Read & React: Shotgun Shell Found on Plane Delays Flight
December 05, 2012
According to Reuters, a passenger aboard a Delta flight preparing to take off from Milwaukee's General Mitchell International Airport found a shotgun shell in the pocket of the seat in front of him at about 6:47 a.m. Nov. 28. As a result, all passengers had to exit the plane and go through a second security check, according to a sheriff's official.
A sheriff's canine was used in an attempt to locate additional contraband, but none was found.
The flight was delayed for about an hour as Transportation Security Administration (TSA) personnel rescreened all passengers. The flight was then cleared for Detroit, its original destination.
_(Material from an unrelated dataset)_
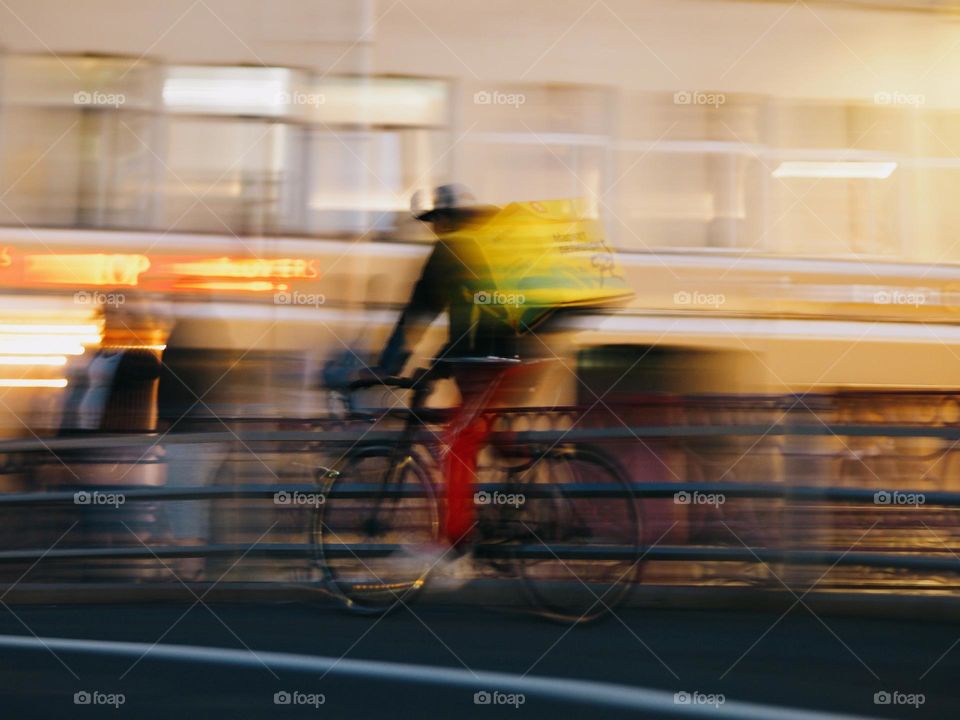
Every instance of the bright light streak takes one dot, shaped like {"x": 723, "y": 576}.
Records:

The passenger who found the shotgun shell was questioned and released when investigators found nothing suspicious about him, said Fran McLaughlin, a spokeswoman for the Milwaukee County Sheriff's Office.
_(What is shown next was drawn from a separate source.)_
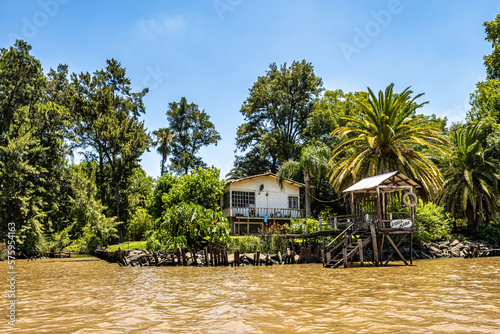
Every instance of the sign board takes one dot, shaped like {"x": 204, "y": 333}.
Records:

It was not determined how the shotgun shell ended up on the plane, so the question obviously remains, how could this happen?
The fact that a shotgun shell made its way aboard a commercial airline flight may seem shocking, but when you consider the sheer volume of passengers and their carry-on items, the fact that a prohibited item passes through security on occasion should really come as no surprise. All it would take is a momentary loss of concentration by a TSA screener to miss something like a shotgun shell.
While it's possible that the passenger who brought the shotgun shell onto the plane had evil intent, it could've just as easily been overlooked by both the passenger and TSA personnel, and ended up on the plane by accident. Perhaps a passenger who unknowingly possessed the shell removed it from his carry-on and placed it in the seat pocket in front of him to avoid possible repercussions.
So what can you do to increase your safety aboard a plane?
Fortunately in this case, there was no shotgun on board from which the shell could be fired. Had there been a firearm and ammunition aboard the plane and a passenger willing to kill for his cause, nothing short of a well-trained and perfectly timed response, or an intervention by multiple passengers, would've likely prevented a tragedy reminiscent of that of Sept. 11.
While the chances of encountering a subject armed with a firearm on a plane are miniscule, a passenger having a violent psychotic episode or an argument between passengers that escalates into a physical altercation is a far less remote possibility.
If the behavior of another passenger presents a danger to you or someone you choose to protect, certain everyday items can be employed to give you the upper hand. An ink pen can be used to stab in a situation where the use of deadly force is justified. A laptop, briefcase or carry-on bag could be used to block an incoming punch or shield yourself from someone trying to stab you with a makeshift weapon. A small, rugged flashlight can also be used for defensive purposes, as well as illumination.
What tips can you think of to increase your personal safety or the safety of your loved ones when flying?